And the Redskins running game Stephen Davis and those two other backs they have stashed in the witness protection program, Skip Hicks and Adrian Murrell should be able to control the ball against a weak Rams defense and keep the scoring machine off the field.

A win over the Rams, on the road, in a dome, on Monday Night Football, could change the direction of this season in the final five weeks. Washington wins tonight, and next week's game at FedEx Field against Philadelphia essentially is for first place in the NFC East.

If they lose tonight, the Eagles game will be part of the Redskins desperate fight not to be a .500 team and would be the start of a battle for a wild-card spot.

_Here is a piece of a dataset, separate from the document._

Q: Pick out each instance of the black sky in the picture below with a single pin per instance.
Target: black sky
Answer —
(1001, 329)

A quest for mediocrity might be fine for one sports franchise in this town, but not for Dan Snyder's All Stars.

The Redskins were fortunate to beat the Eagles in Philadelphia last month, thanks to some calls that went their way. And the Eagles, coming off yesterday's impressive 34-9 win over the Cardinals, seem to have improved much more than the Redskins. It is entirely conceivable that the Redskins could be 6-6 and riding a three-game losing streak going into the final four weeks of the season.

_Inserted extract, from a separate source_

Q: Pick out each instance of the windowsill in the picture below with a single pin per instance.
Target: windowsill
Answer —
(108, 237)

This is a familiar Turner scenario. By all means, the coach will have to take much of the blame for it, and therefore the fall.

If the Redskins win, though, they will own a big victory over the team they would most likely have to face sooner or later in the postseason, provided they want to be NFC champions. If they win, the Redskins will take a 7-4 record into the following week's important contest against the Eagles, who lead the NFC East with an 8-4 record.

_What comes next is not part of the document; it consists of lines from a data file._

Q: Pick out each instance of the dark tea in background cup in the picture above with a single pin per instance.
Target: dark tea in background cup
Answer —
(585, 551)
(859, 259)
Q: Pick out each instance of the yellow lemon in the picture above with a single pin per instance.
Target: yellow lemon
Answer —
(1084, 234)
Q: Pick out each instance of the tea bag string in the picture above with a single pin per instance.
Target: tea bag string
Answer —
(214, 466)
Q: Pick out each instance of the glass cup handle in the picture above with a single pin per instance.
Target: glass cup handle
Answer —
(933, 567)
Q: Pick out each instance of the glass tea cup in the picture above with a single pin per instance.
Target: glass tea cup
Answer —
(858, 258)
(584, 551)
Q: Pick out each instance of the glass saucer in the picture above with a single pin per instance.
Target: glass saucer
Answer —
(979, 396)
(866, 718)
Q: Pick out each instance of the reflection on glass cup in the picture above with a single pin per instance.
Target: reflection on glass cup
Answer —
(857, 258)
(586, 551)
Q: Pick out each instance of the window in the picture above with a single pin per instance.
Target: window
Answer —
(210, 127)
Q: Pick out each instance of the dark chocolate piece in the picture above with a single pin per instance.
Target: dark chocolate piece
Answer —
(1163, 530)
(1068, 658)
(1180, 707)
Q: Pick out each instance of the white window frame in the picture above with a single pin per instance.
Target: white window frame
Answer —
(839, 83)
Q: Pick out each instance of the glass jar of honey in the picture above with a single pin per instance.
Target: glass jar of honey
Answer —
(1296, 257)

With a victory over the Eagles, the Redskins would come out of the Philadelphia game with an 8-4 record and a reasonable chance to finish at least 11-5, and possibly 12-4. Look at the remainder of their schedule: the beatable Giants at home the following week, the ghost of the Cowboys in Dallas the next week, a tough Steelers team in Pittsburgh the week after and Arizona at home in the final game. A successful run like that might be enough to take some of the steam out of the speculation that Turner might not survive speculation that has existed ever since Snyder purchased the franchise.

Then again, if you believe everything you hear, Turner is in line to run the whole show in San Diego coach and general manager. Snyder may hardly have to push Turner. He might be more than willing to jump.

It may be hard to believe that another team might not only want to hire Turner as a head coach, given his dismal record in Washington, but as the main talent evaluator as well. Norv Turner, meet Ryan Leaf, Heath Shuler reincarnate.

But if you believe everything you hear, Turner is an offensive genius. This must be like one of those whistles that only dogs can hear.

If Turner is fired or leaves, we will start all over again, this time with the owner's coach and the owner's quarterback, Jeff George, since Brad Johnson will likely be jumping this sinking ship as well. There will be no five-year or three-year or even two-year plan for the next coach. He will be expected to take this team and win right away, and there is little doubt that win, in this case, is not just a winning record or a postseason appearance. Win would be defined as making it to an NFC title game.

If that doesn't happen, whose fault will it be then? Sonny Jurgensen's?